Total revenue generated at 2011 from Chrysler and Fiat dealerships was up 28% to $5.1 million from 2010. Revenue in 2011 was also driven by orders from ARAMARK, which were up 48% to $1.7 million from 2010. We continue to expand the number of grow-work installations with several new colleges and universities. Upon the completion, the installation for orders received through December 31, 2011, the total number of ARAMARK locations being managed through our network increased more than 175% to approximately 250 sites compared to 90 sites at the end of 2010.
Recurring revenue for 2011 increased 23% to a record $1.6 million or 17% of total revenue as compared to $1.3 million or 15% of total revenue in 2010. At the end of the fourth quarter we had a total of $1.3 million of purchase orders for which revenue will be recognized in future quarters. Gross margin of 2011 was 44% as compared to 47% in the prior year. The decrease was primarily due to hardware and software sales mix. We believe our gross margin percentage will increase as our recurring revenue continues to grow.
Our 2011 net loss totaled $6.7 million or $0.34 per basic and diluted share, an improvement from a net loss $7.9 million or $0.44 per basic and diluted share in 2010. During 2011 net loss included $740,000 of non-cash stock compensation expense compared to $868,000 in 2010.
For 2011 non-GAAP, operating loss totaled $5.5 million or $0.28 per basic and diluted share, an improvement from a loss of $6.3 million or $0.35 per basic and diluted share in 2010. It is also important to note fiscal 2011 marked our lowest level of cash burn in the Company's history since our IPO in 2006.
Now, turning to the balance sheet; our networking capital position was $5 million at the end of the fourth quarter compared to $3.3 million in the prior quarter. The increase was due to the $3.3 million financing we closed on December 12, 2011. This completes my financial summary.
For a more detailed and complete analysis of our financial results, I would like to direct everyone to our Form 10-K, which we expect to file on March 31, 2012 and will be available at www.sec.gov as well as our website and I'm also happy to answer any questions you have during the Q&A session of today's presentation.
Now, for an overview of our operational activity and developments, I'd like to turn the call back over to Scott. Scott?
Thank you for the financial overview, Darin. 2011 was a transformative year for Wireless Ronin. From an operation perspective we achieved year-over-year revenue growth. Launched a new strategic plan with our marketing technologies portfolio products, enhanced our executive team and board of directors, developed strategic industry relationships and further penetrated our key verticals.
In 2011 we transitioned from a digital signage company to a marketing technologies company by taking a comprehensive approach, bringing together digital signage, interact kiosks, mobile, social media and web to provide our clients with solutions that drive customer experience while delivering the business intelligence and data analytics required to measure success.
These measurements drive affective business decisions that impact both top line results and bottom line margins.
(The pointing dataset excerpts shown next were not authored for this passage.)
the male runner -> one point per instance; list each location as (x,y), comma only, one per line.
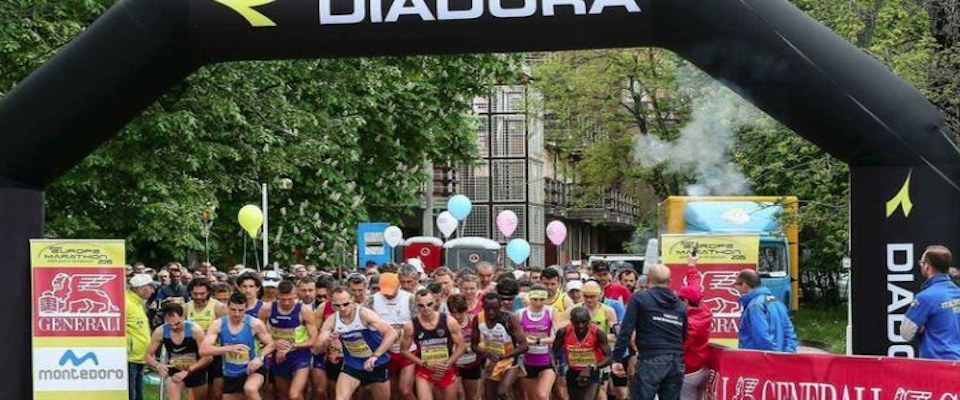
(249,284)
(202,310)
(439,343)
(503,342)
(328,360)
(468,366)
(409,278)
(397,308)
(560,302)
(538,325)
(271,279)
(357,284)
(588,351)
(307,292)
(238,334)
(485,271)
(294,331)
(470,289)
(605,317)
(365,338)
(221,293)
(185,368)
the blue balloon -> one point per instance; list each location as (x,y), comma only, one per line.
(459,206)
(518,250)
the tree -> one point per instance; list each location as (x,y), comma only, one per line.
(351,135)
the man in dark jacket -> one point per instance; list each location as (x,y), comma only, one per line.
(659,319)
(765,323)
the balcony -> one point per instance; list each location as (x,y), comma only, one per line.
(571,201)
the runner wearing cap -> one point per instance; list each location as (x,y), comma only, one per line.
(185,368)
(439,344)
(294,331)
(538,325)
(503,341)
(397,308)
(468,365)
(366,338)
(588,352)
(235,337)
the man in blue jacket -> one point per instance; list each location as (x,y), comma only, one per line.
(764,323)
(934,315)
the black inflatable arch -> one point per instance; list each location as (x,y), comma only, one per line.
(767,50)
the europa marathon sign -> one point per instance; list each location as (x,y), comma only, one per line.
(79,339)
(756,375)
(719,259)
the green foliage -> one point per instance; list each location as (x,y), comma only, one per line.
(603,99)
(823,327)
(351,135)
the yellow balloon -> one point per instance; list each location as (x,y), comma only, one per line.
(251,218)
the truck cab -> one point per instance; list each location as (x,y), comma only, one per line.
(778,261)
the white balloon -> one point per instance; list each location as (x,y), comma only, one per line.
(393,236)
(447,223)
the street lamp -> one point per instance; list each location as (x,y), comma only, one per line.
(285,184)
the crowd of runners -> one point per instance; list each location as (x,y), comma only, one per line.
(389,332)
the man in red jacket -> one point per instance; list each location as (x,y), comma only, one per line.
(696,348)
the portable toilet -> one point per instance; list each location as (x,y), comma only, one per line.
(427,248)
(465,253)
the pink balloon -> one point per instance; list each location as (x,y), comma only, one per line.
(507,222)
(556,232)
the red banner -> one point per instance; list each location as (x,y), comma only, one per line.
(754,375)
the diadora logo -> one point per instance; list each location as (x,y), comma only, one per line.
(71,357)
(902,199)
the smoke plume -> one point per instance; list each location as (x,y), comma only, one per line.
(703,149)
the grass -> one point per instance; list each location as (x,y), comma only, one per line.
(822,327)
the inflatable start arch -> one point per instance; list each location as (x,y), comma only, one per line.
(905,190)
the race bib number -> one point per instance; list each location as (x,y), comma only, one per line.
(496,348)
(237,357)
(183,361)
(284,334)
(435,353)
(467,358)
(581,357)
(358,348)
(539,349)
(395,348)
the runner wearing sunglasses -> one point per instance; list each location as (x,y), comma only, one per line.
(439,345)
(503,341)
(366,338)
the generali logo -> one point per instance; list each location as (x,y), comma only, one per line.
(78,302)
(78,295)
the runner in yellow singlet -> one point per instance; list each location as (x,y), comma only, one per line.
(202,310)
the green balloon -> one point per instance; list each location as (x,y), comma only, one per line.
(251,218)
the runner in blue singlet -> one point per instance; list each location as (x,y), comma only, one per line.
(243,372)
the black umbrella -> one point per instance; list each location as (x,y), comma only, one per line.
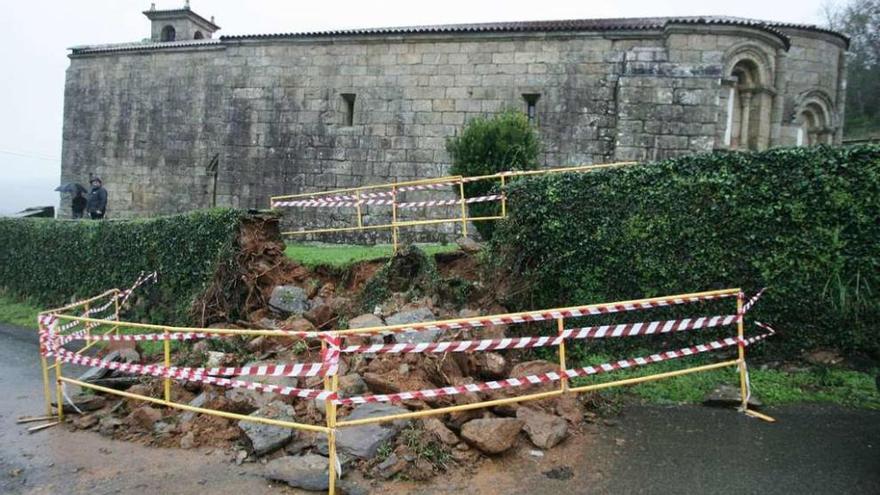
(72,188)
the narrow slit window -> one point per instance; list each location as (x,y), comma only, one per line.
(348,115)
(532,105)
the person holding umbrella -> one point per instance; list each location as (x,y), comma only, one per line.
(97,202)
(78,203)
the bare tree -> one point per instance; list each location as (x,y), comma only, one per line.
(860,20)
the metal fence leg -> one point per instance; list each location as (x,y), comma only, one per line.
(563,382)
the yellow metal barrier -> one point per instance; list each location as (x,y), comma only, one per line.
(331,384)
(358,197)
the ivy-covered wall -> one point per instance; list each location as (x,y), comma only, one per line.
(52,262)
(804,222)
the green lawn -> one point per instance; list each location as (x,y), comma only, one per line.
(14,311)
(773,387)
(342,255)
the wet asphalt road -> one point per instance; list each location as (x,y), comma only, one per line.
(812,449)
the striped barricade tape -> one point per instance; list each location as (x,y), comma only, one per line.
(143,337)
(178,374)
(665,356)
(361,196)
(747,306)
(623,330)
(389,202)
(450,202)
(295,369)
(587,310)
(551,376)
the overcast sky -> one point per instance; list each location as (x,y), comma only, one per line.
(35,34)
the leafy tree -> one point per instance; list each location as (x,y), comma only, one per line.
(860,19)
(506,141)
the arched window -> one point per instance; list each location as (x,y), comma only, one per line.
(813,125)
(745,109)
(749,78)
(168,33)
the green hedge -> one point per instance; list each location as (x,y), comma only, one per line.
(804,221)
(51,262)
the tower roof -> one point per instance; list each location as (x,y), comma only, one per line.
(182,13)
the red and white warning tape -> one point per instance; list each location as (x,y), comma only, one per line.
(747,306)
(623,330)
(551,376)
(162,372)
(597,309)
(142,337)
(387,202)
(450,202)
(353,199)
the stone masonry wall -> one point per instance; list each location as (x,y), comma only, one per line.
(272,111)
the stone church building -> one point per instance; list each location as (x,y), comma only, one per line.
(187,120)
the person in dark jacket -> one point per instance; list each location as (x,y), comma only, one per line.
(78,206)
(97,203)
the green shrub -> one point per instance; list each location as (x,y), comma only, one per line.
(803,221)
(54,261)
(487,146)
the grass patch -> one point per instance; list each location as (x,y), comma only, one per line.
(341,255)
(15,311)
(774,387)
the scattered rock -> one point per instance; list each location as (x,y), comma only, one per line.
(108,424)
(199,401)
(297,324)
(85,403)
(367,320)
(267,323)
(258,344)
(327,290)
(311,287)
(823,357)
(410,316)
(492,364)
(145,417)
(117,382)
(320,312)
(389,467)
(288,300)
(188,440)
(308,472)
(544,430)
(439,430)
(468,245)
(559,473)
(248,400)
(568,407)
(265,438)
(86,422)
(352,384)
(215,359)
(727,396)
(420,470)
(492,435)
(379,384)
(123,355)
(364,441)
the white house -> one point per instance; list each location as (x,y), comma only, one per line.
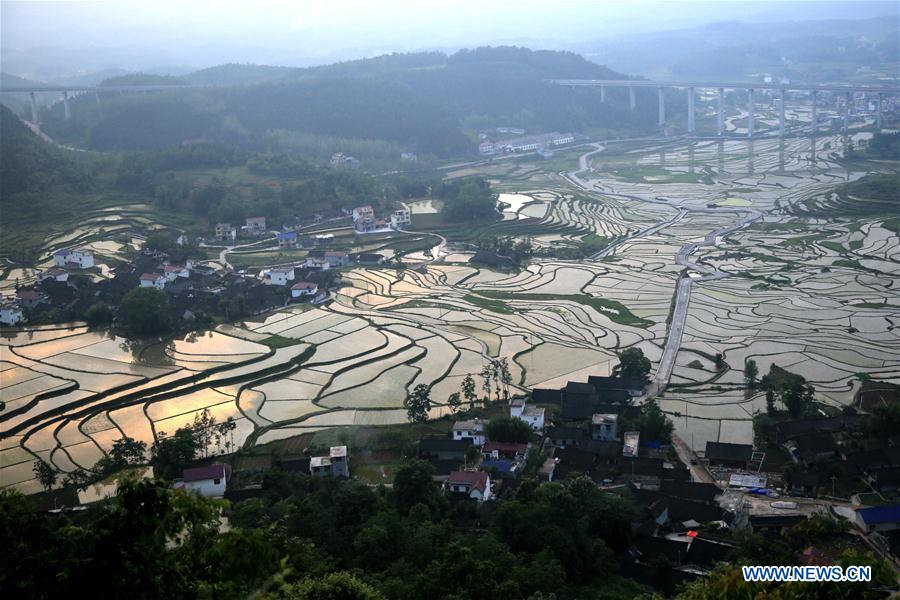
(532,415)
(474,484)
(401,217)
(173,272)
(225,232)
(304,288)
(605,427)
(473,429)
(207,481)
(54,273)
(313,262)
(73,257)
(153,280)
(286,239)
(10,313)
(255,225)
(280,275)
(632,444)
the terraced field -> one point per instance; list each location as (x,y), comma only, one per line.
(815,295)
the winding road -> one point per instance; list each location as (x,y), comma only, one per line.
(683,258)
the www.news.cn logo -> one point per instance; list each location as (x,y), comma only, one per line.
(809,573)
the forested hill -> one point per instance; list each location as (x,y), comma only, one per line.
(31,165)
(430,103)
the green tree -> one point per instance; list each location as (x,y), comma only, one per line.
(418,404)
(751,372)
(633,363)
(508,429)
(334,586)
(798,398)
(145,311)
(45,474)
(170,455)
(413,485)
(454,402)
(468,390)
(762,430)
(98,314)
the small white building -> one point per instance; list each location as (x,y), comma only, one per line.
(605,427)
(304,288)
(473,429)
(55,274)
(532,415)
(209,481)
(153,280)
(173,272)
(74,257)
(10,314)
(255,225)
(475,484)
(400,218)
(632,444)
(225,232)
(280,275)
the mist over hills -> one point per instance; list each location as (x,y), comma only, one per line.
(426,102)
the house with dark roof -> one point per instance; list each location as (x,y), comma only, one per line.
(442,448)
(209,481)
(471,484)
(775,523)
(546,396)
(728,455)
(878,518)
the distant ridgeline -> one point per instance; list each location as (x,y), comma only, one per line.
(429,103)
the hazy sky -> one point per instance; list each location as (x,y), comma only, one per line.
(192,34)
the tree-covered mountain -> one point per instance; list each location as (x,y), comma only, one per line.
(431,103)
(31,165)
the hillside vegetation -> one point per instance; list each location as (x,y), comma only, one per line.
(430,103)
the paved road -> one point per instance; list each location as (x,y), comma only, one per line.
(683,258)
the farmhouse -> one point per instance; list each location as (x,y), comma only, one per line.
(10,313)
(280,275)
(153,280)
(77,257)
(255,225)
(225,232)
(304,288)
(209,481)
(472,429)
(336,464)
(286,239)
(474,484)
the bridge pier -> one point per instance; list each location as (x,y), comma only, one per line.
(781,112)
(750,112)
(33,108)
(814,126)
(662,108)
(691,123)
(848,97)
(720,125)
(879,119)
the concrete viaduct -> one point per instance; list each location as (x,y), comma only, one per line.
(814,89)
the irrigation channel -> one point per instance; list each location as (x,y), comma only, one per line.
(683,258)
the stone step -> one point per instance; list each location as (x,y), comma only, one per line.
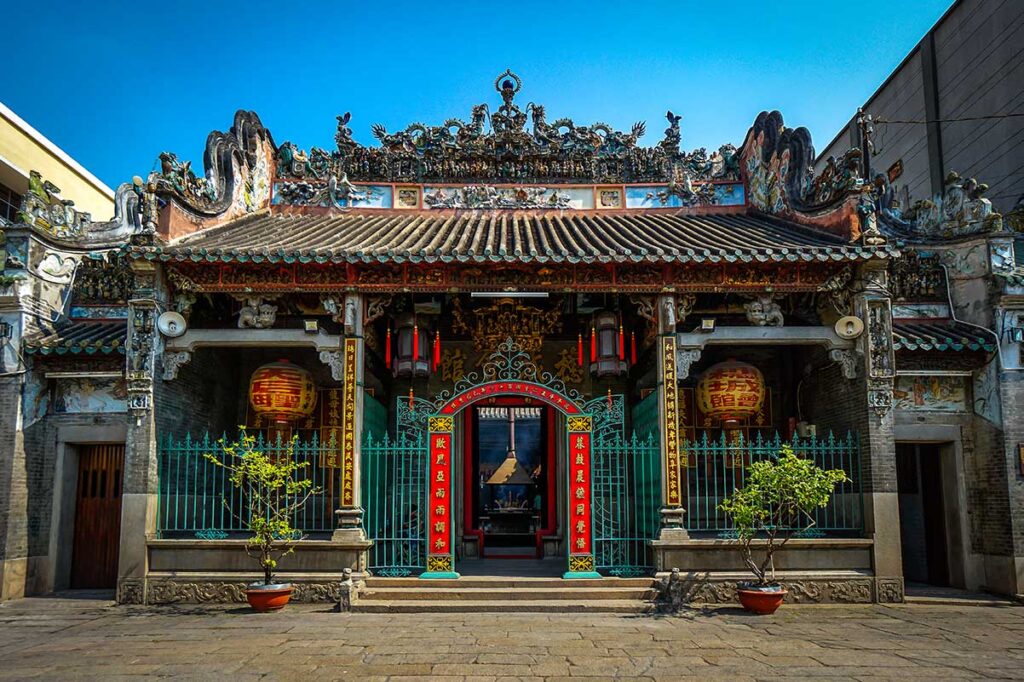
(505,583)
(504,606)
(460,593)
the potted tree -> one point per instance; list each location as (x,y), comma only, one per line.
(775,504)
(271,491)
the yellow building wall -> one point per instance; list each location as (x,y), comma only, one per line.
(20,152)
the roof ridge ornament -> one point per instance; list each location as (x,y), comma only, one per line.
(510,144)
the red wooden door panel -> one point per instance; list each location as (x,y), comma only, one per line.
(97,516)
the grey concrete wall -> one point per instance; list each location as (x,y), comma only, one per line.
(978,71)
(205,396)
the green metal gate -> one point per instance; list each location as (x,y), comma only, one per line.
(394,485)
(627,479)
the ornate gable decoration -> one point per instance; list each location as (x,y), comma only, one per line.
(509,361)
(511,144)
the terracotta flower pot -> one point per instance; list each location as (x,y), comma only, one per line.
(268,597)
(761,600)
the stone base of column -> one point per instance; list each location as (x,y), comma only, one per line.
(349,525)
(672,524)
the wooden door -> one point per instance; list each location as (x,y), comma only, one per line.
(97,516)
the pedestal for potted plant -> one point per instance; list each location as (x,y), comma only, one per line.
(763,600)
(268,597)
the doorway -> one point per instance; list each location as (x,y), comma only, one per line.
(97,517)
(924,533)
(509,499)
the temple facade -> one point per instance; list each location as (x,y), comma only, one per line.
(512,338)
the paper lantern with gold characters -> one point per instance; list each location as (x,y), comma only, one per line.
(282,391)
(731,391)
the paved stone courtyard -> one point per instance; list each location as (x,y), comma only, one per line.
(52,638)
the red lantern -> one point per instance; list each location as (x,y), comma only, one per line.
(730,391)
(283,392)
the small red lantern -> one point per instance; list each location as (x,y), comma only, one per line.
(283,392)
(731,391)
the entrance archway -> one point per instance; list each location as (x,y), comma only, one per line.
(579,443)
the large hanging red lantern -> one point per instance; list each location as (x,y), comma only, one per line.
(282,392)
(730,391)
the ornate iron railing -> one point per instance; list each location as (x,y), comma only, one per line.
(627,498)
(197,499)
(394,489)
(712,469)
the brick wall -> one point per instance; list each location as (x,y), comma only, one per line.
(12,476)
(203,398)
(836,403)
(1012,393)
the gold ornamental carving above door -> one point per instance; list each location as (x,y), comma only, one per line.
(503,320)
Our focus is to maximize the profitability of in-person interactions and to extend the customers' relationship with our clients in order to increase the number and profitability of these interactions. We received strong validation for our approach in 2011 giving us confidence that the strategic direction we have taken will differentiate Wireless Ronin and align our solutions with our clients' marketing technology needs. With this new strategic direction is beginning to generate success.